Having analyzed the results of the teleconference, and interviewed the participants, the Rogers report concluded that “there was a serious flaw in the decision-making process leading up to the launch … A well-structured and managed system, emphasizing safety, would have flagged the rising doubts about the Solid Rocket Booster joint seal.” In fact, when brought to testify before the panel, key officials intimately involved with the decision-making process, including Launch Director Gene Thomas and Associate Administrator for Space Flight Jesse Moore, admitted that they had not been privy to the issues raised at the 27 January teleconference.
Over the years, many observers have commented that, had Challenger not been lost, another unsuspecting shuttle crew would have fallen victim to catastrophe. Astronaut Bob Parker, who would have flown aboard the next flight, Mission 61E, has expressed his fervent belief that disaster may have befallen himself and his crewmates … for the weather conditions in Florida in the early hours of 6 March 1986 were even colder than those on the night before Challenger’s fateful flight. Although it seems unlikely that Columbia could have been ready in time, NASA was still aiming to launch 61E at 5:45 a.m. EST on the 6th, kicking off an ambitious science flight with the ASTRO-1 payload.
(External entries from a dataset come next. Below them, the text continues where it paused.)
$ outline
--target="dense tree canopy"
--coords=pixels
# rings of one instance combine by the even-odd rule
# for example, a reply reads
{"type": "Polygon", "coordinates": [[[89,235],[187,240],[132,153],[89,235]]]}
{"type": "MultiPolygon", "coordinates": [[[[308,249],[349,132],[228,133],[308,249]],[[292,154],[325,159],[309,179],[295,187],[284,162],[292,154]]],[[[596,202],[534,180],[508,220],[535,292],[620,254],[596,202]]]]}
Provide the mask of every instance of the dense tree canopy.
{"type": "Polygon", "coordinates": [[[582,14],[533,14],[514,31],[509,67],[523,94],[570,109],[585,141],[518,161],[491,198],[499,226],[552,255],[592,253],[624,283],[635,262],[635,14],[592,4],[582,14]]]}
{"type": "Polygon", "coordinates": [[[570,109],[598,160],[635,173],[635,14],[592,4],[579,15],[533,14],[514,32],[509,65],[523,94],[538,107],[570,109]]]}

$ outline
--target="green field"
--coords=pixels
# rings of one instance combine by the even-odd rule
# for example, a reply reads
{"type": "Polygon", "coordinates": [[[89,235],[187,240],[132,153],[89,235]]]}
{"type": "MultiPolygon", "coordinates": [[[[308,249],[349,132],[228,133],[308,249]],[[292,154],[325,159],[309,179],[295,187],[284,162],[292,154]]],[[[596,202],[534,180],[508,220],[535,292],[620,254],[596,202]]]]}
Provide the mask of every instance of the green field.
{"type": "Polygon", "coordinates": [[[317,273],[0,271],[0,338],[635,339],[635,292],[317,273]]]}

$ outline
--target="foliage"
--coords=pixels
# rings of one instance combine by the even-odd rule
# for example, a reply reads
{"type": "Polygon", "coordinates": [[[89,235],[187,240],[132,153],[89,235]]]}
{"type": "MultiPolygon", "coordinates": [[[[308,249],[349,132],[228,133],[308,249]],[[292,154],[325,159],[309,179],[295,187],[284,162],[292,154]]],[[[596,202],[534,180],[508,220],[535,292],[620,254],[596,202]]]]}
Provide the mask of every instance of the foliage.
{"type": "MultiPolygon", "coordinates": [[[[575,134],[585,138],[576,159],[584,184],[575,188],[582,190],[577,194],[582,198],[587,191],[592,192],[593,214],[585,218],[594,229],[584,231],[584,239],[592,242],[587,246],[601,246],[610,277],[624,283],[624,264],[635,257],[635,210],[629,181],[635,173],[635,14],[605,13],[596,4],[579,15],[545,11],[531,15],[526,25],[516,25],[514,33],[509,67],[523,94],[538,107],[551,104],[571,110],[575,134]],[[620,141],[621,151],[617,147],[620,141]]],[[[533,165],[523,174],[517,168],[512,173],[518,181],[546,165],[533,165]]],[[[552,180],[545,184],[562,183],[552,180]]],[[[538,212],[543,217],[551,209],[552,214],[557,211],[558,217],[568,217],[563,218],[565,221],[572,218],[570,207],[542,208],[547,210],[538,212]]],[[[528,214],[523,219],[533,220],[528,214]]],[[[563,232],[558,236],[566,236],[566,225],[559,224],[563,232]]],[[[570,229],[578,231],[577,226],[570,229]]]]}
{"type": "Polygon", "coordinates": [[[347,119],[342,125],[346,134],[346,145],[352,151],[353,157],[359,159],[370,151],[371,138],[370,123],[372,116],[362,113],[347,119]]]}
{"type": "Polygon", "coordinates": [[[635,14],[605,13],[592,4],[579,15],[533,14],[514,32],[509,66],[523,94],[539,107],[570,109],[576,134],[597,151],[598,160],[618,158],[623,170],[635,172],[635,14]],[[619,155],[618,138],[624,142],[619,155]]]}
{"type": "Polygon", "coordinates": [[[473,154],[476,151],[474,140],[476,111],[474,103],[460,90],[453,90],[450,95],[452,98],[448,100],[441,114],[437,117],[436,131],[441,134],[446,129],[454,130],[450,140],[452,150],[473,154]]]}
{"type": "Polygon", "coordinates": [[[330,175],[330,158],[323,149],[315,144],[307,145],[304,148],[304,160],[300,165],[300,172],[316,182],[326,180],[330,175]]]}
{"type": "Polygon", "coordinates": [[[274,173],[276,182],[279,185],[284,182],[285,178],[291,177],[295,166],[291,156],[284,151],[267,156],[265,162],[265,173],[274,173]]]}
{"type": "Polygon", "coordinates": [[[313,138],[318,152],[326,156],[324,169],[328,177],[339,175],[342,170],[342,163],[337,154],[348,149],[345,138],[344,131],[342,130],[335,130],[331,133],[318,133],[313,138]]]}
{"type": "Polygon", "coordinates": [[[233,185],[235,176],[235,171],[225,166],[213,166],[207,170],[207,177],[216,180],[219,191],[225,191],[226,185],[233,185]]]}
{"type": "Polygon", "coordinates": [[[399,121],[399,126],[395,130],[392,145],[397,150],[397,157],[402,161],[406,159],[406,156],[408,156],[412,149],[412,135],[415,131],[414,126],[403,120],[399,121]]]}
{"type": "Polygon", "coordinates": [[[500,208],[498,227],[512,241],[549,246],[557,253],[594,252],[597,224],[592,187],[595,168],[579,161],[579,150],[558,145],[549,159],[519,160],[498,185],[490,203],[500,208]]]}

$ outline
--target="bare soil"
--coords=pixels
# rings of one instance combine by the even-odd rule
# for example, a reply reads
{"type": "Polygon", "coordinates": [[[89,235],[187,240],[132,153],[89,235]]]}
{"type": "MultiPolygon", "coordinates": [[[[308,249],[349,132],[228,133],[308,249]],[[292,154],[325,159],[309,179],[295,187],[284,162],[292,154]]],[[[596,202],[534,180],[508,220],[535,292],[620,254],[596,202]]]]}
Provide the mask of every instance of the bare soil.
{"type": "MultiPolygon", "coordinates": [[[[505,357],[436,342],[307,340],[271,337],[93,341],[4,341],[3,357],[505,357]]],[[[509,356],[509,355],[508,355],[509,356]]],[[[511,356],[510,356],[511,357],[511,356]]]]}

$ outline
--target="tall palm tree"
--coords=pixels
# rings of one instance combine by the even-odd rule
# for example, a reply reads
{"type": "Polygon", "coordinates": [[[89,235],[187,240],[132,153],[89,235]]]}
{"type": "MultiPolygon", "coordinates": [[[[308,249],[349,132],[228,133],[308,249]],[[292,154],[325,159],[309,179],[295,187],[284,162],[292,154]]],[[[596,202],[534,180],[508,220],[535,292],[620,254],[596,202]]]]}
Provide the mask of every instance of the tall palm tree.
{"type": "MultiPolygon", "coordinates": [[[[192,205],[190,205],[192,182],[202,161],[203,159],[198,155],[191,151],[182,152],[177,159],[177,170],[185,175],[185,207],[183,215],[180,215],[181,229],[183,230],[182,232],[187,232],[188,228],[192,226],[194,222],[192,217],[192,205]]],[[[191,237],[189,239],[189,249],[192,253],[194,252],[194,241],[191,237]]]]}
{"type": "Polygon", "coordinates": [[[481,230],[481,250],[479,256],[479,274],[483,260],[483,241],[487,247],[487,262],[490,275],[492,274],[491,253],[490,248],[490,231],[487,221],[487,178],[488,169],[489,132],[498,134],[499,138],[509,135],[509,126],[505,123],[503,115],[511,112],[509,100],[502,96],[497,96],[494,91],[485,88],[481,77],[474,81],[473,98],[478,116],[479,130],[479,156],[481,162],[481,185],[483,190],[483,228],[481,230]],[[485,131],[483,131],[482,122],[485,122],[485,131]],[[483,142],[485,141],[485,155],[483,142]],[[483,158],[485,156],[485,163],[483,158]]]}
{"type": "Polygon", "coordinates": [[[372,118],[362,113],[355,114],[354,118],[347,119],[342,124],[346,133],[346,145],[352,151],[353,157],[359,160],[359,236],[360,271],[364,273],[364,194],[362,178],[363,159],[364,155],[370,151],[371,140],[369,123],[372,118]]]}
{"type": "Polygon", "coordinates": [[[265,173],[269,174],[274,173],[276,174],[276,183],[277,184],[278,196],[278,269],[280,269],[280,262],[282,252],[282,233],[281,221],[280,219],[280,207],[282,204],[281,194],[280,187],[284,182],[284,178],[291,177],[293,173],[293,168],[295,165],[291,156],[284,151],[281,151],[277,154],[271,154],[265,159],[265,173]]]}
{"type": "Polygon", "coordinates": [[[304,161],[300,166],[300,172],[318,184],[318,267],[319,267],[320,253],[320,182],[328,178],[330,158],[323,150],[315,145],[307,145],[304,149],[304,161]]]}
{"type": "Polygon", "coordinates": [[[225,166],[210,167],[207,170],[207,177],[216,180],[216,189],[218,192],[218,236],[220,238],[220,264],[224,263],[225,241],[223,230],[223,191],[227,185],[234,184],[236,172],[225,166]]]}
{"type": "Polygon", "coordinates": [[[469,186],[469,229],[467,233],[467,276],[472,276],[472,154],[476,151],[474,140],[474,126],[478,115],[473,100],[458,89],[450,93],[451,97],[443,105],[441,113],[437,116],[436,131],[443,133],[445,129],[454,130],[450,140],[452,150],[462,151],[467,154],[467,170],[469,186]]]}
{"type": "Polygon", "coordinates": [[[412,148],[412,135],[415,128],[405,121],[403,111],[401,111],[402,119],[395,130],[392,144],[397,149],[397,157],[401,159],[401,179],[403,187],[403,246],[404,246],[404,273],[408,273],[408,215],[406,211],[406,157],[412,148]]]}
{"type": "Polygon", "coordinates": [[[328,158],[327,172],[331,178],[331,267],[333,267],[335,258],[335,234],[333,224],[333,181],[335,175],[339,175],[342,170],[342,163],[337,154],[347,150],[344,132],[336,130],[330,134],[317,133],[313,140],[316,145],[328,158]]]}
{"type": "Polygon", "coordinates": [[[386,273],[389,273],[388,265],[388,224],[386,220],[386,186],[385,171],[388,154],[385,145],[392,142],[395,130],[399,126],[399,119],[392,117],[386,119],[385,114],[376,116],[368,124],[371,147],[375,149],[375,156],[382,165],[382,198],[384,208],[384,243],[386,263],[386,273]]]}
Schedule pressure and the need to revise managerial communications channels to enable individual engineers to express concerns more openly were only part of the problem. On the technical side, decreed the National Research Council’s shuttle audit committee, the most important requirement was the redesign of the SRB field joints and O-ring seals to prevent future leakages. In its July 1986 response to President Reagan and the Rogers Commission, NASA announced a $680 million plan: to redesign the joint’s metal components, insulation, and seals, thereby providing “improved structural capability, seal redundancy and thermal protection.”
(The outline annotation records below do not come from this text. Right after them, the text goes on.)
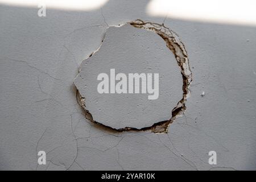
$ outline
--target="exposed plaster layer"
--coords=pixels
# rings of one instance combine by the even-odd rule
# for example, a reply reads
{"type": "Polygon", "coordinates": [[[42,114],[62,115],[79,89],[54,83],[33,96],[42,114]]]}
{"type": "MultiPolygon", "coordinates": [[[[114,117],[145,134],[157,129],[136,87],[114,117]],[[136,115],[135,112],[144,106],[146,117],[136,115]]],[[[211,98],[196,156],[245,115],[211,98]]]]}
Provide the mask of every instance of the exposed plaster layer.
{"type": "MultiPolygon", "coordinates": [[[[152,31],[160,36],[166,42],[167,47],[174,54],[178,66],[180,68],[183,80],[183,85],[182,88],[183,94],[181,100],[178,102],[176,106],[174,109],[172,109],[171,112],[171,118],[168,120],[157,122],[156,123],[154,123],[151,126],[149,127],[144,127],[141,129],[132,127],[125,127],[123,128],[117,129],[116,128],[113,128],[113,127],[102,124],[98,121],[94,121],[93,119],[93,117],[89,111],[86,109],[85,106],[85,98],[84,97],[81,96],[81,94],[79,94],[80,99],[79,99],[80,104],[85,111],[86,115],[87,116],[86,118],[88,119],[98,125],[101,125],[115,131],[123,131],[151,130],[154,133],[166,133],[167,131],[169,125],[174,122],[177,117],[182,115],[184,114],[184,112],[186,109],[185,102],[190,93],[189,90],[189,86],[192,81],[192,73],[189,69],[187,51],[185,49],[184,44],[180,42],[177,34],[163,25],[151,22],[145,23],[141,20],[137,20],[129,23],[134,27],[141,28],[147,31],[152,31]]],[[[119,25],[118,26],[123,26],[123,24],[121,26],[119,25]]],[[[90,55],[90,57],[95,53],[95,52],[98,51],[100,48],[100,47],[91,55],[90,55]]]]}

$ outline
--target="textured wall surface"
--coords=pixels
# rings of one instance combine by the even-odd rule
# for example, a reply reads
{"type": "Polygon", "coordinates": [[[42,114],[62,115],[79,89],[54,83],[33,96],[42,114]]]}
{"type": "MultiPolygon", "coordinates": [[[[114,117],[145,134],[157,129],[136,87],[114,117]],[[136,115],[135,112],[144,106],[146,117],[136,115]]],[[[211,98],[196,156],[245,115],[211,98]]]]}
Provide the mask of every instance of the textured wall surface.
{"type": "Polygon", "coordinates": [[[110,0],[46,17],[0,4],[0,169],[256,169],[256,27],[152,16],[148,3],[110,0]],[[167,134],[100,127],[77,100],[82,61],[109,26],[137,19],[164,22],[188,52],[191,96],[167,134]]]}

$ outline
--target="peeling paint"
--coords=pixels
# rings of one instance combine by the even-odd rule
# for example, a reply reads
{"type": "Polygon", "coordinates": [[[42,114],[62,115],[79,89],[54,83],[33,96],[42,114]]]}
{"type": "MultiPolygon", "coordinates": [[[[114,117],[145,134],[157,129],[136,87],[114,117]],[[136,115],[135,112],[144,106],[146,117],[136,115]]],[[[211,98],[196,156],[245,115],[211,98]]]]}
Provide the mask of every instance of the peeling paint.
{"type": "MultiPolygon", "coordinates": [[[[180,68],[181,73],[183,80],[183,98],[180,100],[176,107],[172,110],[172,116],[169,120],[163,121],[155,123],[153,125],[137,129],[135,127],[125,127],[121,129],[114,129],[110,126],[104,125],[98,121],[94,121],[92,115],[89,111],[86,108],[85,98],[83,97],[77,90],[77,98],[79,104],[84,109],[85,113],[85,117],[92,122],[96,125],[100,126],[103,128],[110,129],[118,132],[125,131],[151,131],[155,133],[167,133],[169,125],[172,123],[175,119],[180,116],[182,116],[186,109],[185,102],[187,99],[190,96],[190,91],[189,89],[189,85],[192,81],[192,72],[189,68],[189,61],[187,51],[185,48],[184,44],[180,41],[177,34],[166,27],[164,24],[160,24],[152,22],[144,22],[141,20],[137,20],[135,21],[127,23],[134,27],[142,28],[147,31],[152,31],[160,36],[166,42],[167,48],[174,54],[175,59],[177,61],[178,66],[180,68]]],[[[123,26],[125,24],[118,25],[117,27],[123,26]]],[[[105,36],[104,36],[105,37],[105,36]]],[[[102,43],[103,43],[102,40],[102,43]]],[[[102,45],[101,44],[101,45],[102,45]]],[[[89,57],[91,57],[97,51],[100,49],[101,46],[93,52],[89,57]]]]}

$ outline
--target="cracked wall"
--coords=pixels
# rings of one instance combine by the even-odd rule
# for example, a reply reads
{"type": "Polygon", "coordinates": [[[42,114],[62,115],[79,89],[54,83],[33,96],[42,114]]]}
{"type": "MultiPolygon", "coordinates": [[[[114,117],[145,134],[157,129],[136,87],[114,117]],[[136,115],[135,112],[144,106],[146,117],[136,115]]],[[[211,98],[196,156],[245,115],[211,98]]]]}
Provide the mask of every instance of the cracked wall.
{"type": "MultiPolygon", "coordinates": [[[[92,122],[117,131],[166,131],[176,115],[185,110],[189,94],[191,72],[184,44],[168,28],[141,20],[111,27],[105,37],[97,51],[83,61],[75,81],[82,107],[92,115],[92,122]],[[172,52],[176,60],[171,55],[172,52]],[[113,68],[125,74],[160,74],[159,98],[149,100],[141,93],[98,93],[97,75],[113,68]]],[[[126,87],[129,85],[125,84],[126,87]]]]}
{"type": "Polygon", "coordinates": [[[255,169],[255,27],[151,16],[147,4],[110,0],[42,18],[36,7],[0,5],[1,169],[255,169]],[[102,128],[76,100],[82,61],[109,26],[137,19],[164,22],[189,55],[191,97],[168,133],[102,128]],[[46,165],[38,165],[40,150],[46,165]]]}

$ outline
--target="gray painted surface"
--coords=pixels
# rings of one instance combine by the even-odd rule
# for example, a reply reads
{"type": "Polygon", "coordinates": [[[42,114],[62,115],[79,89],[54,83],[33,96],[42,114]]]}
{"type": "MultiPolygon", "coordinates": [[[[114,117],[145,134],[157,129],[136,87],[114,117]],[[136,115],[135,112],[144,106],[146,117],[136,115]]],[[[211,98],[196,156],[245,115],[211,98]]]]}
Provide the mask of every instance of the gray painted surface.
{"type": "MultiPolygon", "coordinates": [[[[154,32],[130,24],[112,27],[105,36],[100,49],[82,62],[75,81],[93,119],[117,129],[141,129],[170,119],[172,110],[182,98],[183,80],[180,69],[164,40],[154,32]],[[108,75],[110,92],[110,72],[113,68],[115,75],[122,73],[127,77],[127,92],[129,73],[159,74],[158,98],[148,100],[152,94],[142,94],[141,89],[140,93],[99,93],[98,75],[108,75]]],[[[148,79],[152,80],[154,87],[154,77],[148,79]]]]}
{"type": "Polygon", "coordinates": [[[256,169],[255,27],[165,20],[193,74],[185,116],[167,134],[113,133],[85,119],[73,83],[78,66],[101,44],[105,22],[162,23],[146,15],[147,3],[49,9],[45,18],[0,6],[1,169],[256,169]],[[46,166],[37,166],[39,150],[46,166]],[[208,163],[211,150],[216,165],[208,163]]]}

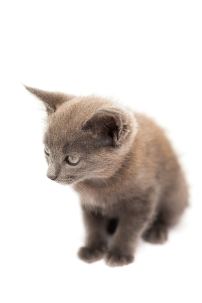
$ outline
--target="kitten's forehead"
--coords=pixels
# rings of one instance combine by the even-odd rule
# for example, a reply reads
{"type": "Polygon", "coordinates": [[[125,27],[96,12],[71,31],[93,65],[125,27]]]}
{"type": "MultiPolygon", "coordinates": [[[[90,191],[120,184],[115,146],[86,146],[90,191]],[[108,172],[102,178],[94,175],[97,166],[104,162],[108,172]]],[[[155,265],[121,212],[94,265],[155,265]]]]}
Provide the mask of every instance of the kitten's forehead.
{"type": "Polygon", "coordinates": [[[61,148],[73,143],[82,136],[83,123],[97,109],[109,102],[93,97],[76,98],[64,103],[48,116],[44,141],[61,148]]]}

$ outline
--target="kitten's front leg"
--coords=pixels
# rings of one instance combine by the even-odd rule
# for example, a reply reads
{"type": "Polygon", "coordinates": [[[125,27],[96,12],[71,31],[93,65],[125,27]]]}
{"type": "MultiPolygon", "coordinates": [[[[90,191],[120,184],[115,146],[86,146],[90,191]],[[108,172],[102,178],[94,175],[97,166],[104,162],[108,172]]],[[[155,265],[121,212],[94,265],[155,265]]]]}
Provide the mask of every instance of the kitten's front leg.
{"type": "Polygon", "coordinates": [[[110,266],[124,265],[134,260],[137,241],[153,213],[150,207],[141,208],[138,204],[136,209],[125,211],[119,218],[118,227],[105,257],[106,263],[110,266]]]}
{"type": "Polygon", "coordinates": [[[86,210],[82,207],[83,216],[86,227],[86,240],[84,247],[78,252],[80,259],[92,263],[101,259],[107,250],[107,219],[101,214],[86,210]]]}

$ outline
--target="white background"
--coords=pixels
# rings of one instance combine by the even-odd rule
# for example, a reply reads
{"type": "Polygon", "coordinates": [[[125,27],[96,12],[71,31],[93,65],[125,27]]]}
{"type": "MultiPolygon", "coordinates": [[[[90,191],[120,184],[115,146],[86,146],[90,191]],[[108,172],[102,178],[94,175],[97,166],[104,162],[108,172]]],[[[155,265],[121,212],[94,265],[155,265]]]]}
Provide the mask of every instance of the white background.
{"type": "Polygon", "coordinates": [[[5,1],[0,7],[0,302],[202,302],[202,2],[5,1]],[[167,130],[190,207],[135,262],[89,265],[79,203],[48,180],[44,107],[21,84],[119,100],[167,130]]]}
New capture latches would reduce joint movements caused by motor pressure or structural loads, and the O-rings were redesigned to not leak under structural deflection at twice the expected level. Internal insulation was modified with a deflection relief flap, rather than putty, and new bolts, strengtheners, and a third O-ring were added. External heaters with integrated weather seals would ensure that future SRB joint temperatures did not fall below 24 degrees Celsius (75.2 degrees Fahrenheit) and prevent water from entering the seals. “The strength of the improved joint design,” read NASA’s reply to Reagan, “is expected to approach that of the [SRB] case walls.”
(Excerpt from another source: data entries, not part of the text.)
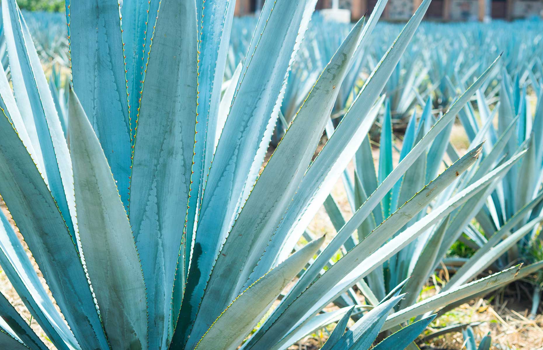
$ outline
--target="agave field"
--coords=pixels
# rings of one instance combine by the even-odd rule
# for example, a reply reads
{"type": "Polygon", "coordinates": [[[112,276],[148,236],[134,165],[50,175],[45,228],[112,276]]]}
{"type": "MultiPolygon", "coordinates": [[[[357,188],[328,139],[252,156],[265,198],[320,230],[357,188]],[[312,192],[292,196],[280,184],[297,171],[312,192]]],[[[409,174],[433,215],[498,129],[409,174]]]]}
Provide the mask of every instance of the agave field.
{"type": "Polygon", "coordinates": [[[543,21],[431,1],[1,0],[0,349],[488,350],[436,325],[520,283],[538,317],[543,21]]]}

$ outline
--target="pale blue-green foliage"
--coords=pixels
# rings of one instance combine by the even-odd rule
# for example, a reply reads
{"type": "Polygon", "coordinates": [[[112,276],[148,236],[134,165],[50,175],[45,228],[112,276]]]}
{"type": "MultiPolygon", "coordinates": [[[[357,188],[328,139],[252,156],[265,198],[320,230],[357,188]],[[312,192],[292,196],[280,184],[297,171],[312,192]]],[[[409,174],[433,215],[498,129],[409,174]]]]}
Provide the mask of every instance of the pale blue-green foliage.
{"type": "MultiPolygon", "coordinates": [[[[451,281],[454,283],[464,283],[485,269],[501,268],[512,262],[529,263],[537,258],[534,249],[538,246],[543,209],[542,68],[536,60],[513,72],[503,68],[495,91],[477,92],[480,119],[471,103],[462,113],[460,121],[470,141],[478,136],[487,139],[483,154],[489,154],[496,148],[500,148],[495,155],[497,157],[507,157],[519,148],[528,151],[522,162],[497,183],[488,202],[478,209],[475,219],[479,227],[466,228],[466,243],[477,252],[458,270],[459,277],[451,281]]],[[[536,286],[534,312],[539,292],[536,286]]]]}
{"type": "MultiPolygon", "coordinates": [[[[331,35],[318,60],[304,58],[320,52],[308,48],[315,2],[267,2],[244,29],[231,27],[232,2],[68,1],[72,80],[63,85],[56,67],[48,83],[24,16],[2,1],[0,263],[58,349],[279,350],[334,322],[325,348],[367,350],[388,329],[396,333],[381,347],[400,338],[403,347],[433,311],[541,268],[514,266],[415,302],[444,252],[532,149],[487,154],[478,134],[462,156],[449,147],[456,117],[494,81],[499,60],[489,60],[446,112],[434,115],[428,97],[395,164],[396,101],[381,92],[403,74],[397,67],[430,0],[395,27],[361,80],[386,0],[331,35]],[[296,67],[313,63],[299,82],[296,67]],[[377,171],[365,136],[376,119],[377,171]],[[278,120],[288,129],[262,169],[278,120]],[[342,176],[348,219],[330,195],[342,176]],[[338,231],[326,244],[307,230],[323,204],[338,231]],[[342,308],[323,311],[331,302],[342,308]]],[[[0,315],[0,346],[45,350],[1,297],[0,315]]]]}

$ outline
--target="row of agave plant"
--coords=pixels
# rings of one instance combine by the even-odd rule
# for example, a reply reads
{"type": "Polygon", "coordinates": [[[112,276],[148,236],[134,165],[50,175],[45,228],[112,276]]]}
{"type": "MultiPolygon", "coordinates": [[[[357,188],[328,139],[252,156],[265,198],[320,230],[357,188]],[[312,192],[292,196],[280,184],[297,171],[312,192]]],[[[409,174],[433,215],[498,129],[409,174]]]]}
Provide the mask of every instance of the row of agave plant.
{"type": "Polygon", "coordinates": [[[394,167],[382,92],[430,0],[334,123],[340,87],[357,82],[348,79],[386,5],[378,1],[287,122],[282,105],[315,2],[267,1],[243,65],[223,84],[234,1],[68,0],[72,79],[62,92],[15,1],[2,1],[0,265],[45,337],[0,297],[0,345],[279,350],[337,323],[323,349],[366,350],[380,334],[389,335],[372,348],[416,348],[436,317],[543,267],[515,265],[543,220],[543,107],[528,111],[525,75],[503,74],[498,106],[488,88],[499,57],[446,112],[434,115],[427,98],[394,167]],[[486,106],[481,122],[473,99],[486,106]],[[367,135],[381,114],[376,169],[367,135]],[[457,116],[472,128],[462,156],[449,142],[457,116]],[[288,129],[263,168],[281,119],[288,129]],[[330,195],[342,178],[348,219],[330,195]],[[323,206],[337,231],[329,240],[307,230],[323,206]],[[472,260],[420,300],[463,238],[478,247],[472,260]],[[477,279],[491,266],[500,272],[477,279]],[[339,307],[324,311],[331,303],[339,307]]]}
By the time the shuttle returned to flight with STS-26 in September 1988, the redesigned vehicle boasted many end-to-end modifications which rendered it perhaps the safest it could possibly be. For more than a decade, crews supported dozens of successful missions and, with a number of exceptions, the SRBs functioned without incident. On the morning of 16 January 2003, an apparently routine flight—STS-107—lifted off to begin a 16-day science mission. Two weeks later, through a disturbing combination of cruel fortune and poor decision-making, Columbia was lost with all hands during re-entry … and the shuttle came to be recognized for what it truly was: a remarkable machine, capable of remarkable things, but an inherently unsafe vehicle. And in July 2011, bowing to presidential recommendation, NASA flew its final shuttle flight and closed out 30 years of astonishing achievement.